This funding came as a result of a study commissioned by the Savannah River Site Community Reuse Organization's Nuclear Workforce Initiative, which expects nearly 10,000 new nuclear workers to be needed in government and private sectors over the next decade in the Augusta region.
The educational institutions that will share this grant are: Augusta State University, Aiken Technical College, Augusta Technical College, University of South Carolina Aiken and USC Salkehatchie. With this funding, these schools will work together to offer training in the critical areas of quality control, nuclear welding, chemical technology, environmental remediation and restoration, and integration of nuclear science into chemistry and physics programs.
According to SRS Community Reuse Organization officials, the five colleges will partner with DOE in the areas of science, technology, engineering, mathematics and research for the DOE Environmental Management program through a formal five-year Memorandum of Understanding.

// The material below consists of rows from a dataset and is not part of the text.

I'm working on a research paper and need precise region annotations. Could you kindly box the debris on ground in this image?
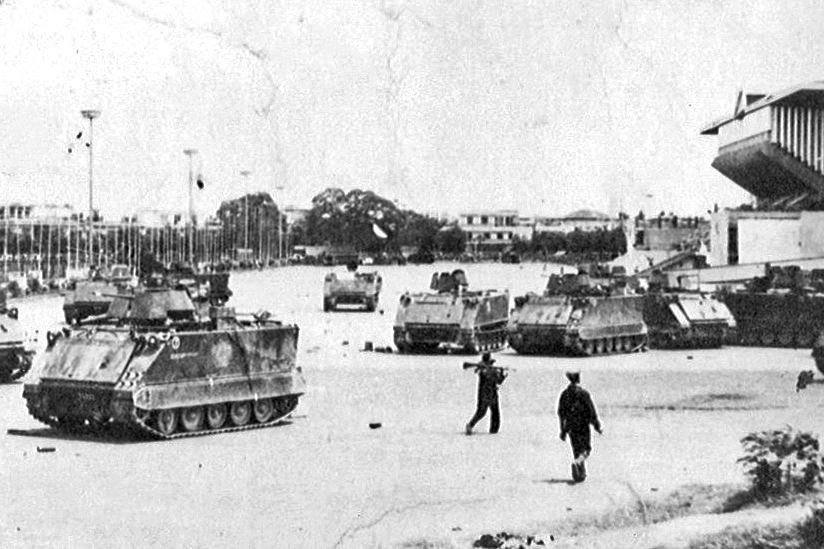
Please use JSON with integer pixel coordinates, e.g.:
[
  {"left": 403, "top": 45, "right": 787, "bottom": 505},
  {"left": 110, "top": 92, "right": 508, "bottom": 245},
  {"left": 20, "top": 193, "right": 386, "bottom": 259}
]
[{"left": 472, "top": 532, "right": 546, "bottom": 549}]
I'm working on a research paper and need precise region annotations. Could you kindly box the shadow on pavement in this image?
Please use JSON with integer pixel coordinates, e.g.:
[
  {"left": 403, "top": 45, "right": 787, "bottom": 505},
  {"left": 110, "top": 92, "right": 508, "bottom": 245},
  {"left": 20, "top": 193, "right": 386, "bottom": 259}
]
[
  {"left": 535, "top": 478, "right": 578, "bottom": 486},
  {"left": 6, "top": 427, "right": 150, "bottom": 444}
]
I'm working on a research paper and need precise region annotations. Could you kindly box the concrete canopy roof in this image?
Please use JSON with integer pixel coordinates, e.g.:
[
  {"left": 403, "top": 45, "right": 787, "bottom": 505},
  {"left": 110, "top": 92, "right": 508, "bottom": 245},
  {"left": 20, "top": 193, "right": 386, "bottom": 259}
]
[
  {"left": 564, "top": 210, "right": 611, "bottom": 221},
  {"left": 701, "top": 80, "right": 824, "bottom": 135}
]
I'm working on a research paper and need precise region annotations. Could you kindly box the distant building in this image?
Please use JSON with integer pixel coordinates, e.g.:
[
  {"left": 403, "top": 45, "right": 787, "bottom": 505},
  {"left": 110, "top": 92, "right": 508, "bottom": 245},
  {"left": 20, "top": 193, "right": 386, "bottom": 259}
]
[
  {"left": 701, "top": 82, "right": 824, "bottom": 265},
  {"left": 535, "top": 210, "right": 620, "bottom": 233},
  {"left": 710, "top": 210, "right": 824, "bottom": 265},
  {"left": 701, "top": 82, "right": 824, "bottom": 210},
  {"left": 133, "top": 210, "right": 188, "bottom": 228},
  {"left": 458, "top": 210, "right": 518, "bottom": 251},
  {"left": 283, "top": 206, "right": 310, "bottom": 225},
  {"left": 634, "top": 214, "right": 710, "bottom": 250},
  {"left": 0, "top": 204, "right": 74, "bottom": 221}
]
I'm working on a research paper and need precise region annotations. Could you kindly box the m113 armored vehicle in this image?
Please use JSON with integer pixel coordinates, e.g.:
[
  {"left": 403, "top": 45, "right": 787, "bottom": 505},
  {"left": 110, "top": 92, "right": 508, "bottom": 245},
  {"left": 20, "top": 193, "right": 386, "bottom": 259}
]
[
  {"left": 718, "top": 266, "right": 824, "bottom": 349},
  {"left": 323, "top": 264, "right": 383, "bottom": 312},
  {"left": 63, "top": 265, "right": 134, "bottom": 324},
  {"left": 23, "top": 276, "right": 305, "bottom": 439},
  {"left": 644, "top": 272, "right": 736, "bottom": 349},
  {"left": 508, "top": 265, "right": 647, "bottom": 356},
  {"left": 0, "top": 290, "right": 34, "bottom": 383},
  {"left": 394, "top": 269, "right": 509, "bottom": 353}
]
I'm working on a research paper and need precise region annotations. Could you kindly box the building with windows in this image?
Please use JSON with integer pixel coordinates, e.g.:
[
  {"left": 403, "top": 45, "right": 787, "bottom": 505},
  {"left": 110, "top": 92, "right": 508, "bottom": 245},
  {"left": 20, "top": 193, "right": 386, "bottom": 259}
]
[
  {"left": 701, "top": 82, "right": 824, "bottom": 265},
  {"left": 535, "top": 210, "right": 619, "bottom": 234},
  {"left": 458, "top": 210, "right": 518, "bottom": 250},
  {"left": 0, "top": 203, "right": 74, "bottom": 221}
]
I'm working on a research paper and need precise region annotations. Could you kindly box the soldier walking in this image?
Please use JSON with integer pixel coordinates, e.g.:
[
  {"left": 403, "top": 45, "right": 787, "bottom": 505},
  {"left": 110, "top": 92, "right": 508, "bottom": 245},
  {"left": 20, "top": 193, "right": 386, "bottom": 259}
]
[
  {"left": 464, "top": 353, "right": 506, "bottom": 435},
  {"left": 558, "top": 372, "right": 602, "bottom": 482}
]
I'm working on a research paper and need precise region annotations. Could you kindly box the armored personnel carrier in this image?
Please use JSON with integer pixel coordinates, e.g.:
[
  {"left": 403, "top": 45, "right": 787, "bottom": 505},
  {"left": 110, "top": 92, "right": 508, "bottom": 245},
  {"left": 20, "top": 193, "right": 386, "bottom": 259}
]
[
  {"left": 718, "top": 266, "right": 824, "bottom": 348},
  {"left": 394, "top": 269, "right": 509, "bottom": 353},
  {"left": 63, "top": 265, "right": 133, "bottom": 324},
  {"left": 23, "top": 276, "right": 305, "bottom": 439},
  {"left": 323, "top": 263, "right": 383, "bottom": 312},
  {"left": 644, "top": 272, "right": 736, "bottom": 349},
  {"left": 508, "top": 265, "right": 647, "bottom": 356},
  {"left": 0, "top": 290, "right": 34, "bottom": 383}
]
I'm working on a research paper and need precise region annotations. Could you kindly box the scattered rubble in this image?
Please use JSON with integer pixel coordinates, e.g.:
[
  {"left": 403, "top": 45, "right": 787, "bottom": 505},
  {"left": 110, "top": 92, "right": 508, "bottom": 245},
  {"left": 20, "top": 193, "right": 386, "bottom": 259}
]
[{"left": 472, "top": 532, "right": 546, "bottom": 549}]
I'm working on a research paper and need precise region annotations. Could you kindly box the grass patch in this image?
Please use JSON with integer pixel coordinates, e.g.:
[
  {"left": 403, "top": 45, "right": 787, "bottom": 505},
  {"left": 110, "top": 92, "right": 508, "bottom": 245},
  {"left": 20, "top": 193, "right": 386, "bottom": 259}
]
[{"left": 554, "top": 484, "right": 742, "bottom": 536}]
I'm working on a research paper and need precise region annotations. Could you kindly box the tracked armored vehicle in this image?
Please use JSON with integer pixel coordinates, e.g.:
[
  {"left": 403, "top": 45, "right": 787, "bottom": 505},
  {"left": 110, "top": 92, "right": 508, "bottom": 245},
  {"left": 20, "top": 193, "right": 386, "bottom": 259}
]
[
  {"left": 718, "top": 266, "right": 824, "bottom": 348},
  {"left": 644, "top": 273, "right": 736, "bottom": 349},
  {"left": 23, "top": 276, "right": 305, "bottom": 439},
  {"left": 63, "top": 265, "right": 133, "bottom": 324},
  {"left": 394, "top": 270, "right": 509, "bottom": 353},
  {"left": 508, "top": 266, "right": 648, "bottom": 356},
  {"left": 0, "top": 290, "right": 34, "bottom": 383},
  {"left": 323, "top": 265, "right": 383, "bottom": 312}
]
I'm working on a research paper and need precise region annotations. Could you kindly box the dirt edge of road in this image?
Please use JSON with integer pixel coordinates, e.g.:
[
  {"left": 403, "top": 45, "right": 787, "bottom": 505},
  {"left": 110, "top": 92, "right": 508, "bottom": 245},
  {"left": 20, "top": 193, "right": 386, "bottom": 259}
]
[{"left": 416, "top": 484, "right": 824, "bottom": 549}]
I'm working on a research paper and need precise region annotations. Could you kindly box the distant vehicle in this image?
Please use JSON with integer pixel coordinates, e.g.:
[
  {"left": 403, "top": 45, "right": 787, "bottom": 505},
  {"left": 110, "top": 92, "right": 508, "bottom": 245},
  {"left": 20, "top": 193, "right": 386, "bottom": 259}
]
[
  {"left": 63, "top": 265, "right": 136, "bottom": 324},
  {"left": 323, "top": 265, "right": 383, "bottom": 312},
  {"left": 508, "top": 264, "right": 648, "bottom": 356},
  {"left": 501, "top": 252, "right": 521, "bottom": 263},
  {"left": 644, "top": 273, "right": 736, "bottom": 349},
  {"left": 394, "top": 269, "right": 509, "bottom": 353},
  {"left": 23, "top": 272, "right": 305, "bottom": 439},
  {"left": 718, "top": 265, "right": 824, "bottom": 349},
  {"left": 406, "top": 250, "right": 435, "bottom": 265},
  {"left": 0, "top": 290, "right": 34, "bottom": 383}
]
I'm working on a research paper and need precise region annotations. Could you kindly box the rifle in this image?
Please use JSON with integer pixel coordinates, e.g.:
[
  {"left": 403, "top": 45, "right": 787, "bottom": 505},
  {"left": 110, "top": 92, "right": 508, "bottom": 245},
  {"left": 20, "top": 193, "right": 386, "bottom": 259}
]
[{"left": 463, "top": 362, "right": 516, "bottom": 372}]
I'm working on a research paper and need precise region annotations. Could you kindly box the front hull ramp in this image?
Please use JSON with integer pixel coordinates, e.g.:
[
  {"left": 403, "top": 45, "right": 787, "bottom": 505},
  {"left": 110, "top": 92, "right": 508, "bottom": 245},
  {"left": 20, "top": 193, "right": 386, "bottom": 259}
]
[
  {"left": 649, "top": 323, "right": 728, "bottom": 349},
  {"left": 23, "top": 385, "right": 300, "bottom": 440},
  {"left": 509, "top": 326, "right": 648, "bottom": 356},
  {"left": 394, "top": 323, "right": 507, "bottom": 354},
  {"left": 0, "top": 347, "right": 34, "bottom": 383}
]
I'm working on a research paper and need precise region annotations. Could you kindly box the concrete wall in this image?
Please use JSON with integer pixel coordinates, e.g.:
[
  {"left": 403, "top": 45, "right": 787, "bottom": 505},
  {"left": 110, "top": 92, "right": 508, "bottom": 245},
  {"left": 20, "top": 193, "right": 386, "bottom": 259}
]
[
  {"left": 738, "top": 219, "right": 804, "bottom": 263},
  {"left": 799, "top": 212, "right": 824, "bottom": 257},
  {"left": 707, "top": 210, "right": 730, "bottom": 266}
]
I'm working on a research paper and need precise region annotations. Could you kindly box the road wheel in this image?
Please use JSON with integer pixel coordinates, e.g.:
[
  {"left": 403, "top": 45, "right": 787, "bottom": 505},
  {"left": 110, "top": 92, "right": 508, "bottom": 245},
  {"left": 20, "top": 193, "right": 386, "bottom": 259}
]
[
  {"left": 155, "top": 409, "right": 177, "bottom": 435},
  {"left": 229, "top": 402, "right": 252, "bottom": 427},
  {"left": 252, "top": 398, "right": 275, "bottom": 423},
  {"left": 274, "top": 395, "right": 298, "bottom": 417},
  {"left": 206, "top": 404, "right": 226, "bottom": 429},
  {"left": 180, "top": 406, "right": 203, "bottom": 433},
  {"left": 795, "top": 330, "right": 815, "bottom": 348}
]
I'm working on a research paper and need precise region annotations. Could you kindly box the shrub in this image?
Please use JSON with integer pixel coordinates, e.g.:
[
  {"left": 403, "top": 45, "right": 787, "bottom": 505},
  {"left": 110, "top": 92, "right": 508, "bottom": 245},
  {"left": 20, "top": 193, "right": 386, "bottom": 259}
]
[
  {"left": 798, "top": 500, "right": 824, "bottom": 547},
  {"left": 738, "top": 426, "right": 824, "bottom": 498},
  {"left": 6, "top": 280, "right": 23, "bottom": 297}
]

Tom Crute, chairman of ASU's Department of Chemistry and Physics, says the university is expected to receive more than $835,000 over the next five years, of which $157,849 has already been given. Crute says this funding will be used for the development and implementation of nuclear science tracks in chemistry and physics degree programs. The grant will also go toward set-up of a nuclear laboratory and equipment purchasing, hiring additional faculty, providing current faculty professional development in the field of nuclear science, and offering scholarships for students pursuing a bachelor's degree.
"We are excited about developing a new program that will serve the needs of not only our nontraditional students, but our area's growing nuclear workforce," says Crute.
Formed last year by the SRS Community Reuse Organization, the Nuclear Workforce Initiative is coordinating nuclear workforce development efforts among regional employers, educational institutions, and economic development organizations.